Anarchy of childhood
“Got a beat-up glove, a homemade bat, 
And a brand-new pair of shoes.
You know I think it’s time to give this game a ride. 
Just to hit the ball, and touch’ em all, a moment in the sun.”  
— John Fogerty, “Centerfield” 

It’s the darkness without the dawn. The cloud without the silver lining. Abbott without Costello. 

My daughter called at the beginning of summer to tell me that my two grandsons, ages 6-plus, had made a decision. 

“They’re not going to play baseball this season, Dad. No T-ball.” 


“Last year, baseball was really … ” She paused for a second. She knew this was going to hurt. “Well … they were bored. They found it boring.” 

My first reaction was to blame her, a subtle maternal plot to undermine the game with her kids. After all, she was the one who sat with me through a Fort Wayne Wizards baseball game, then told me later that around the sixth inning she had come to believe that dying of boredom could actually happen. 

But I bit my tongue. I asked, “What are they going to do instead?” 

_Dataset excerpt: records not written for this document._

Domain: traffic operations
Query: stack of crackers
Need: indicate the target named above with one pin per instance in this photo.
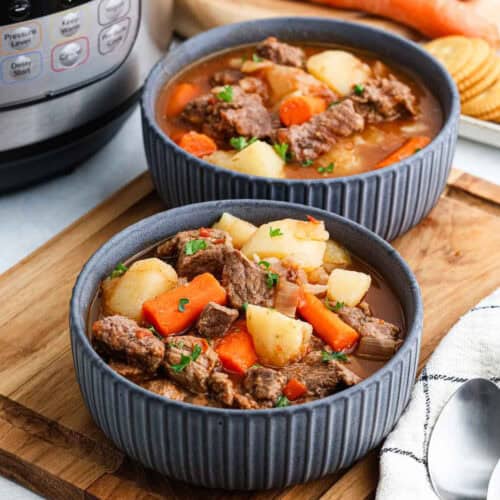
(475, 67)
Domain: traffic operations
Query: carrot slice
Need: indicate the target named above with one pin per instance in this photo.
(197, 144)
(175, 310)
(294, 389)
(434, 19)
(328, 325)
(409, 148)
(236, 350)
(180, 96)
(299, 109)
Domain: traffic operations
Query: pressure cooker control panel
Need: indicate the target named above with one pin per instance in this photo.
(48, 47)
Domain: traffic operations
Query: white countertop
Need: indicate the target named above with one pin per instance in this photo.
(31, 217)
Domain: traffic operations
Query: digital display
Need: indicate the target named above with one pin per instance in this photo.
(15, 11)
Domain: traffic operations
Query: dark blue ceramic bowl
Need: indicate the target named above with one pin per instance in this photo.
(238, 449)
(387, 201)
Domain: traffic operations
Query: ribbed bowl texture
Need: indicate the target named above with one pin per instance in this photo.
(388, 201)
(238, 449)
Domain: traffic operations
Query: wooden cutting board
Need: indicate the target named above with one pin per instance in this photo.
(48, 441)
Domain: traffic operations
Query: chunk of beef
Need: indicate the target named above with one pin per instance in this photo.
(245, 281)
(165, 388)
(368, 326)
(385, 99)
(226, 77)
(321, 378)
(215, 320)
(281, 53)
(209, 259)
(264, 384)
(244, 115)
(132, 372)
(316, 136)
(191, 374)
(124, 339)
(223, 390)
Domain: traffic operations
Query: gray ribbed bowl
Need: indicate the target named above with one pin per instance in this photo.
(238, 449)
(387, 201)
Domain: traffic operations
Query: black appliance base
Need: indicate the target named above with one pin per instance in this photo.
(29, 165)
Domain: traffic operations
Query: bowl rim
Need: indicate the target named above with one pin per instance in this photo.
(154, 83)
(78, 318)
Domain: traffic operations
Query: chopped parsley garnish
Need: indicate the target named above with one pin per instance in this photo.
(241, 142)
(275, 232)
(226, 94)
(282, 150)
(186, 359)
(272, 279)
(182, 304)
(118, 271)
(358, 89)
(333, 356)
(194, 246)
(336, 307)
(326, 170)
(282, 402)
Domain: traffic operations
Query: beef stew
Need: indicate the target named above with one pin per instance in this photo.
(284, 111)
(246, 317)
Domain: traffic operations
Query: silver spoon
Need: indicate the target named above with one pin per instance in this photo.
(464, 447)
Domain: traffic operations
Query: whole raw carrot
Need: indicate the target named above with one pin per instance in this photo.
(180, 96)
(328, 325)
(236, 350)
(410, 147)
(295, 110)
(294, 389)
(197, 144)
(433, 18)
(175, 310)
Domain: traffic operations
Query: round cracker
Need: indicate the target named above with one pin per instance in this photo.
(485, 102)
(481, 53)
(483, 72)
(482, 85)
(452, 51)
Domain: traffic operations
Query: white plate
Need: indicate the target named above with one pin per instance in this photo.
(479, 130)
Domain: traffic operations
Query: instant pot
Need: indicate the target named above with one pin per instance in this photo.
(70, 74)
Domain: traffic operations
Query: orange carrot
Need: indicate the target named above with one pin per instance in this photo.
(175, 310)
(236, 350)
(328, 325)
(409, 148)
(180, 96)
(197, 144)
(432, 18)
(298, 109)
(294, 389)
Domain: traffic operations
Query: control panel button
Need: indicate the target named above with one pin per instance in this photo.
(21, 38)
(19, 9)
(69, 55)
(70, 24)
(111, 10)
(22, 67)
(112, 37)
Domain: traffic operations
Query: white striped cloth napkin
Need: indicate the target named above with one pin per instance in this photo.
(471, 349)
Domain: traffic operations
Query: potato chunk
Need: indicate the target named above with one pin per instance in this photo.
(278, 339)
(348, 287)
(144, 280)
(239, 229)
(340, 70)
(335, 256)
(302, 242)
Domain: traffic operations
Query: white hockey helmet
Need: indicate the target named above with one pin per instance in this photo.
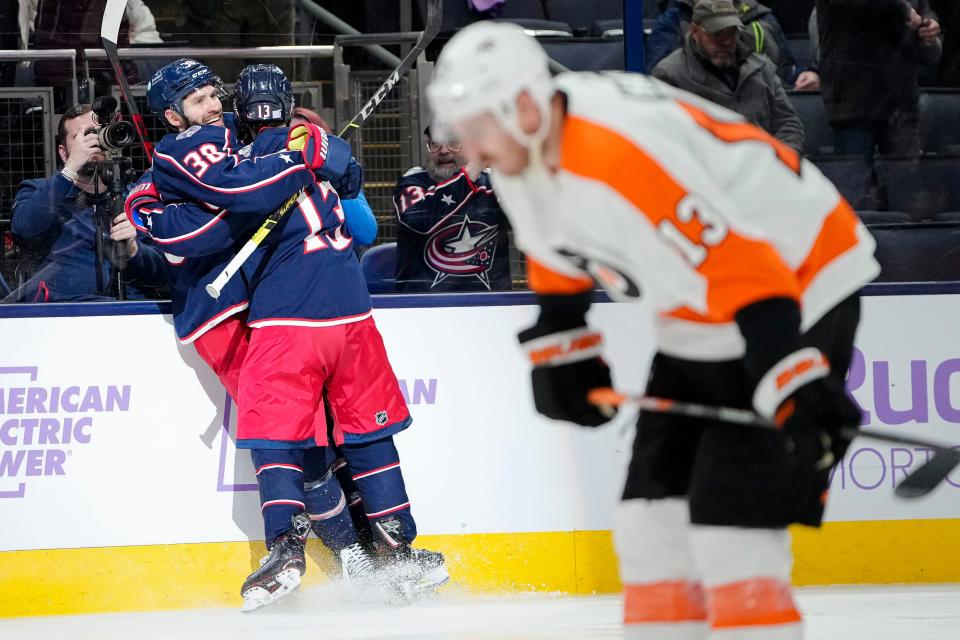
(483, 69)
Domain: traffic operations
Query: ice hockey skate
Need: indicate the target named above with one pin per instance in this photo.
(356, 563)
(280, 570)
(413, 572)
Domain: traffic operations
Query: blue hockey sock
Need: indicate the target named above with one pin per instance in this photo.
(375, 469)
(280, 480)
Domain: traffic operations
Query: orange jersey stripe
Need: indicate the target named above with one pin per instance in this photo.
(738, 270)
(751, 603)
(670, 601)
(546, 281)
(742, 132)
(837, 236)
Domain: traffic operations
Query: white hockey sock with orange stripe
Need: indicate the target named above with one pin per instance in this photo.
(746, 577)
(663, 598)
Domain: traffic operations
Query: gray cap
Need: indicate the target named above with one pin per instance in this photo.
(716, 15)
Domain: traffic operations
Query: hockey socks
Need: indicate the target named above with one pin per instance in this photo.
(327, 507)
(375, 469)
(281, 480)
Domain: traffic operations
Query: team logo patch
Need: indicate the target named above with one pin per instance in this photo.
(615, 281)
(188, 132)
(462, 249)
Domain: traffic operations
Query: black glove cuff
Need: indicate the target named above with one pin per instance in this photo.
(771, 329)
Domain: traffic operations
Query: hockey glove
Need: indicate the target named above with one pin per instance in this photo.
(794, 387)
(327, 156)
(142, 199)
(566, 360)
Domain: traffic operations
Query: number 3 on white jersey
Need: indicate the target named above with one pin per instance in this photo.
(201, 159)
(709, 229)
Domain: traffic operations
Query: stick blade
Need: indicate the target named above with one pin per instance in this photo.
(433, 22)
(929, 475)
(112, 17)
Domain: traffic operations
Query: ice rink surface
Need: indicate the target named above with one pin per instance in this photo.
(328, 613)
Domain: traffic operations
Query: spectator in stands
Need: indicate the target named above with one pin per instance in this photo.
(75, 24)
(54, 218)
(452, 233)
(714, 64)
(809, 80)
(239, 23)
(870, 55)
(762, 35)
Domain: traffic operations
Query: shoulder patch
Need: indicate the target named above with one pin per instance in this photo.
(188, 132)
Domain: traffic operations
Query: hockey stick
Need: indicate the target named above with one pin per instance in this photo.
(430, 31)
(109, 34)
(916, 484)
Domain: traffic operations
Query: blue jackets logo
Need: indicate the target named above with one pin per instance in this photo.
(463, 249)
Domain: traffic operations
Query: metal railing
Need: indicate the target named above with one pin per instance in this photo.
(31, 55)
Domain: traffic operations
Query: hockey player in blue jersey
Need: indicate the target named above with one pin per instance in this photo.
(274, 282)
(199, 238)
(313, 333)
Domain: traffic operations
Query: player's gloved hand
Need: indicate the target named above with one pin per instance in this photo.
(311, 141)
(326, 155)
(143, 196)
(566, 367)
(816, 410)
(349, 184)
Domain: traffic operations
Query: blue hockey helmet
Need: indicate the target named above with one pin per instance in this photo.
(263, 95)
(173, 82)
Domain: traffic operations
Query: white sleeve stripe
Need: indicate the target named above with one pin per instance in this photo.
(192, 234)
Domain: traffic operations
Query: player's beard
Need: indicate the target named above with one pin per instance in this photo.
(441, 171)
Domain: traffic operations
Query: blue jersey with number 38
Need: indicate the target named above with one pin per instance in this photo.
(305, 273)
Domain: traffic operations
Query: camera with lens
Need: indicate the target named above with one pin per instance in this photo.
(113, 135)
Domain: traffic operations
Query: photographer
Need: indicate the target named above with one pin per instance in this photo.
(55, 220)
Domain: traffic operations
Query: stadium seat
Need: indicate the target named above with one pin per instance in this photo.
(614, 28)
(940, 122)
(853, 177)
(379, 265)
(802, 51)
(583, 15)
(918, 252)
(871, 217)
(922, 187)
(947, 216)
(587, 55)
(817, 133)
(523, 9)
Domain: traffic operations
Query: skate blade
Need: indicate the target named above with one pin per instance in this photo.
(428, 583)
(257, 597)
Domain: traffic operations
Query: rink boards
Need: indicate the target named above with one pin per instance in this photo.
(120, 487)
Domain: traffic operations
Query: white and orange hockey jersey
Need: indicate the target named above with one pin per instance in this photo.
(665, 196)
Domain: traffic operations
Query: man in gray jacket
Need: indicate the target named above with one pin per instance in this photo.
(714, 66)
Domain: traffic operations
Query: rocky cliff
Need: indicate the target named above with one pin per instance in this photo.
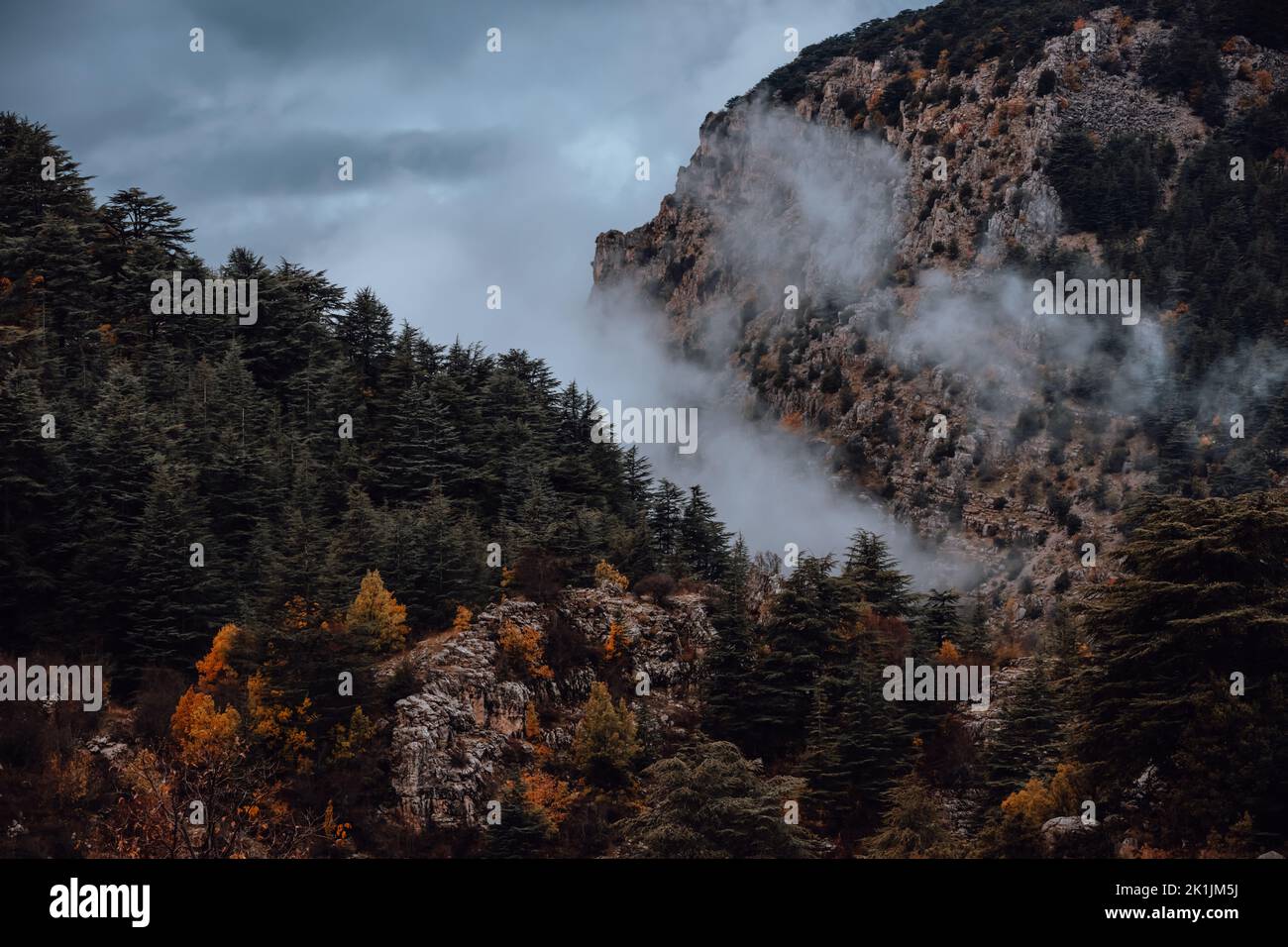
(894, 195)
(469, 715)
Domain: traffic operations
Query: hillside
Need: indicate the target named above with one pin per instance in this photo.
(356, 591)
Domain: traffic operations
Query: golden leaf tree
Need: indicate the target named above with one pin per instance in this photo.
(376, 615)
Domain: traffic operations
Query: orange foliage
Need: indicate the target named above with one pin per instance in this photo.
(522, 650)
(464, 616)
(214, 671)
(204, 735)
(279, 724)
(614, 644)
(531, 725)
(553, 796)
(604, 573)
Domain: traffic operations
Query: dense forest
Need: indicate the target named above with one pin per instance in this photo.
(132, 436)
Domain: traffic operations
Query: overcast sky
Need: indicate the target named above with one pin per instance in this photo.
(471, 167)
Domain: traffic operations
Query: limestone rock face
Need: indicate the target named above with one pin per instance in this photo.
(458, 737)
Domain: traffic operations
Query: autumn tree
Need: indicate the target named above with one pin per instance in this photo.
(376, 616)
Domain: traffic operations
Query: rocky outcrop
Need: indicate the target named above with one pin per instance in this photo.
(462, 732)
(947, 185)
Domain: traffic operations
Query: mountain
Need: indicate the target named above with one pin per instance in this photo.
(911, 179)
(1017, 268)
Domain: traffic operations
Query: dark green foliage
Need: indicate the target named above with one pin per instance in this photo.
(188, 428)
(708, 801)
(1113, 188)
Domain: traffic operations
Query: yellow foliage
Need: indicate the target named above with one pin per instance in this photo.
(614, 644)
(204, 735)
(464, 616)
(376, 613)
(214, 671)
(553, 796)
(531, 725)
(349, 741)
(68, 776)
(278, 724)
(522, 648)
(604, 573)
(1041, 800)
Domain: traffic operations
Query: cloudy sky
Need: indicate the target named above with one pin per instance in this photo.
(471, 167)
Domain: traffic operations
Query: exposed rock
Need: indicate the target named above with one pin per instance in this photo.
(456, 737)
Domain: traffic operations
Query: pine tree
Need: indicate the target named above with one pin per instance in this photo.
(874, 574)
(703, 545)
(707, 801)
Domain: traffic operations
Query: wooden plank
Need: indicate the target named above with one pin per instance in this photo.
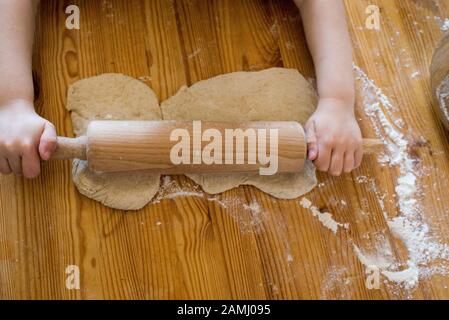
(243, 243)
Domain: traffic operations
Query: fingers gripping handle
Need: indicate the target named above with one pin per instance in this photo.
(70, 148)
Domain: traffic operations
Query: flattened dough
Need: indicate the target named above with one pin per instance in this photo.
(113, 97)
(272, 94)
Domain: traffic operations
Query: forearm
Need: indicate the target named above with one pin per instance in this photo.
(330, 45)
(16, 39)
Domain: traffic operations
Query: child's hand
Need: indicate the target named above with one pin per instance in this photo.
(25, 139)
(334, 137)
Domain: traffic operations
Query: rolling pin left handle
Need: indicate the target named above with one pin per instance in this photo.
(71, 148)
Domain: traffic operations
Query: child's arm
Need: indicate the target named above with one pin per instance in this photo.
(335, 141)
(25, 137)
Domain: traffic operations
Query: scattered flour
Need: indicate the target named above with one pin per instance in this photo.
(445, 25)
(324, 217)
(443, 94)
(408, 225)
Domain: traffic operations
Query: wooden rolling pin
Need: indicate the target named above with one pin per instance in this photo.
(115, 146)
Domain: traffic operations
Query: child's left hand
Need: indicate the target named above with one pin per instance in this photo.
(334, 137)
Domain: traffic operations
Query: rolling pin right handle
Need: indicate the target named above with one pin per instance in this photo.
(70, 148)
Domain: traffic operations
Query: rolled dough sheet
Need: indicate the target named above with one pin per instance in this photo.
(272, 94)
(113, 97)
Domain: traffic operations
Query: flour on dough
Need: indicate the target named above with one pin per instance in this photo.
(272, 94)
(113, 97)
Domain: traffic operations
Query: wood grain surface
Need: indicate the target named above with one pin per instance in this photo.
(243, 243)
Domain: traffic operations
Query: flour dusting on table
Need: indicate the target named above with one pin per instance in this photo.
(443, 94)
(325, 218)
(408, 225)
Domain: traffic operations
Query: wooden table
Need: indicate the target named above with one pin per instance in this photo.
(193, 247)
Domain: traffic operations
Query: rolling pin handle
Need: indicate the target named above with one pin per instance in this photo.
(70, 148)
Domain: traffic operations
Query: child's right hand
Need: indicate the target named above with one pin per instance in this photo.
(25, 139)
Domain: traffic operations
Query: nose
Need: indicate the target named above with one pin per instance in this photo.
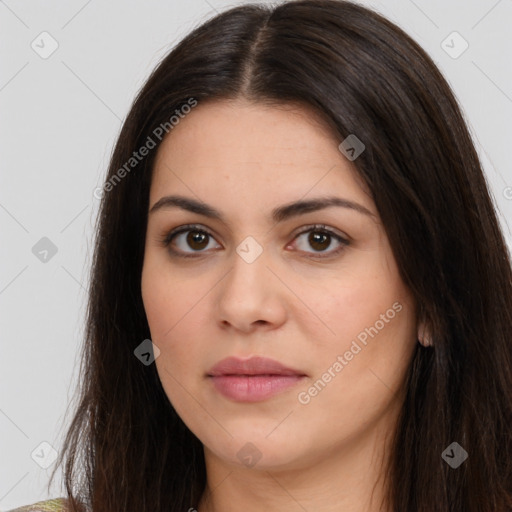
(251, 296)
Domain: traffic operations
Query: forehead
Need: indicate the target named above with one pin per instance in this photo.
(253, 150)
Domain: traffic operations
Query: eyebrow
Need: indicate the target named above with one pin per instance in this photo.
(279, 214)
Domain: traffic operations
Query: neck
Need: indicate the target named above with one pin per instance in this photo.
(350, 478)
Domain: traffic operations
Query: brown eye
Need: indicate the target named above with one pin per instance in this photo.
(321, 239)
(197, 240)
(188, 240)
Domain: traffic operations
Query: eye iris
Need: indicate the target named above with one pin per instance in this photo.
(196, 237)
(316, 238)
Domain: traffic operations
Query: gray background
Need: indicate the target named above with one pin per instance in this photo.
(60, 118)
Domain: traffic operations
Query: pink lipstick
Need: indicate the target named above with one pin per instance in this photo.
(252, 380)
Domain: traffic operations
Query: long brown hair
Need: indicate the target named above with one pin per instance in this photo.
(126, 448)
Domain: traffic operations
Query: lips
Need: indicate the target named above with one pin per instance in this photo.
(253, 366)
(252, 380)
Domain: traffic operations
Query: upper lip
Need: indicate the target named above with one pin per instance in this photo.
(255, 365)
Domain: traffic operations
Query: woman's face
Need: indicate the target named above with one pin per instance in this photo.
(261, 278)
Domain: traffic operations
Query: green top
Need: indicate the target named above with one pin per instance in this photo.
(56, 505)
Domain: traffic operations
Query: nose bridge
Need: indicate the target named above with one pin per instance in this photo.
(248, 292)
(249, 266)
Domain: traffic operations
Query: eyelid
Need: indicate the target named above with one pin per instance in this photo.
(344, 240)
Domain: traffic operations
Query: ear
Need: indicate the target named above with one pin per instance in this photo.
(424, 335)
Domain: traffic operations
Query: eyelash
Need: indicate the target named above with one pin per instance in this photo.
(320, 228)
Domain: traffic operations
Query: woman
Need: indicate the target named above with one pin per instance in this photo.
(300, 294)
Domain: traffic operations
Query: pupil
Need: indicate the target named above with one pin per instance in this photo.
(195, 237)
(316, 239)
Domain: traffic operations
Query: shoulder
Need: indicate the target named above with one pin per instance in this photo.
(55, 505)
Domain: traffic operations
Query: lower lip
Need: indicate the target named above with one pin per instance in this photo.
(253, 388)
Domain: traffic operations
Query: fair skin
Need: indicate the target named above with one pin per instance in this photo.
(290, 304)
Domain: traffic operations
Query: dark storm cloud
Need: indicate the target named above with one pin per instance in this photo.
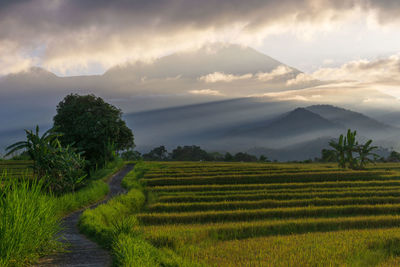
(81, 32)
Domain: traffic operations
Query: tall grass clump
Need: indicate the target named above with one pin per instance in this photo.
(28, 222)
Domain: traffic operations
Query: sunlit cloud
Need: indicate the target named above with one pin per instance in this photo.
(222, 77)
(276, 73)
(206, 92)
(77, 35)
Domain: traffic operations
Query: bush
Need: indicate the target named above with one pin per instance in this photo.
(93, 126)
(28, 222)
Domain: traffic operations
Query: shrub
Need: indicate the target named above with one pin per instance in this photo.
(28, 222)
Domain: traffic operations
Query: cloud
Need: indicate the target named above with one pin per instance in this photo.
(277, 72)
(301, 78)
(11, 61)
(206, 92)
(222, 77)
(380, 70)
(76, 35)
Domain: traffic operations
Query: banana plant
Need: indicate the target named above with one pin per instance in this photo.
(37, 147)
(351, 146)
(365, 153)
(339, 149)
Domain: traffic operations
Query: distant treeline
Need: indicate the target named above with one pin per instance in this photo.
(190, 153)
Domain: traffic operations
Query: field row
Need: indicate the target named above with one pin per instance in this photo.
(194, 233)
(272, 186)
(281, 178)
(280, 196)
(278, 191)
(267, 214)
(262, 204)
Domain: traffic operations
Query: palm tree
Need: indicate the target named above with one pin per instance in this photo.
(38, 147)
(351, 146)
(365, 152)
(339, 150)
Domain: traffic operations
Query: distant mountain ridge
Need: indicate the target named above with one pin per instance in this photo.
(348, 118)
(228, 59)
(299, 133)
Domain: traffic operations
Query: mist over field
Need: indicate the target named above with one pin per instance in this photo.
(248, 80)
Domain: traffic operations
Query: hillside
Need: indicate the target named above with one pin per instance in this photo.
(229, 59)
(348, 118)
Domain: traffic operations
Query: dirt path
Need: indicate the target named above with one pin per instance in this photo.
(82, 251)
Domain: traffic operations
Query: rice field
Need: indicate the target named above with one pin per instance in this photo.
(272, 214)
(16, 168)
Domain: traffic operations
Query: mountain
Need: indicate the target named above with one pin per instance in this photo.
(255, 126)
(228, 59)
(349, 119)
(297, 122)
(392, 118)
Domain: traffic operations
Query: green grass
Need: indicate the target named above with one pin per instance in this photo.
(28, 223)
(30, 219)
(113, 225)
(274, 178)
(269, 214)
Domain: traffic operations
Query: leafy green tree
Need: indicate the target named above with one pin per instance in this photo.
(339, 151)
(347, 147)
(158, 153)
(37, 147)
(228, 157)
(351, 146)
(93, 126)
(365, 153)
(61, 168)
(131, 155)
(329, 155)
(190, 153)
(394, 157)
(241, 156)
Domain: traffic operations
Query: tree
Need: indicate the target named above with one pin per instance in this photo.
(61, 168)
(339, 151)
(189, 153)
(345, 149)
(364, 154)
(394, 157)
(228, 157)
(37, 147)
(131, 155)
(158, 153)
(329, 155)
(93, 126)
(241, 156)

“Soccer. They like it, Dad. They get to run around. It’s fun,” she said. 

Soccer. Sigh. 

When I was 6, my two older brothers announced that they were going to start a “Little Little League.” My buddy Tommy from down the street and I were going to be the first recruits. 

They gave us gloves the size of waffle irons, took us into our backyard, and hit an old scuffed-up baseball wrapped in black electrical tape at us. Tommy caught a few. I couldn’t catch a cold. 

After about 10 minutes, my brothers got another idea into their heads and took off. Tommy went home for lunch. 

But I stayed out for another hour at least, hitting the ball all over the yard by myself. Then another hour throwing it against the side of the garage and trying to catch it on the rebound. 

And the game had me. 

And I wonder: How could baseball not be fun for a kid? And the answer comes pretty quickly. 

If a little kid is stuck in right field for 15 minutes looking alternately at the sky and his sneakers without a ball ever coming near him and gets to swing the bat once every 30 minutes to have a gaggle of coaches shouting where to run and when to stop running — it is boring. If not frightening. 

Baseball was fun back in the day because it was learned in the anarchy of childhood. Kids playing on any old field, adults an infinity away, rules made up as you went along.  

In the collected wisdom of my six decades, I have come to understand that the world, however regrettably, is not the same as when I was a kid. I try not to lecture. I will not become that horror-of-horrors: a hectoring grandfather, full of sound and fury, signifying nothing that anyone wants to hear. 

But I worry sometimes that the fun has gone out of a lot of things. Life needs a little anarchy. Especially when you are a kid. But even when you are an adult. 

“Look at the birds of the air; they do not sow or reap or store away in barns, and yet your heavenly father feeds them. Are you not much more valuable than they?” (Mt 6:26). 

My third grandson, Jonah, is now past his first birthday. I think he needs a glove for Christmas. Or maybe even Labor Day. 

“Put me in, Coach, I’m ready to play … today. 
Put me in, Coach, I’m ready to play … today, 
Look at me, I could be Centerfield.” 

Robert P. Lockwood writes from Pennsylvania.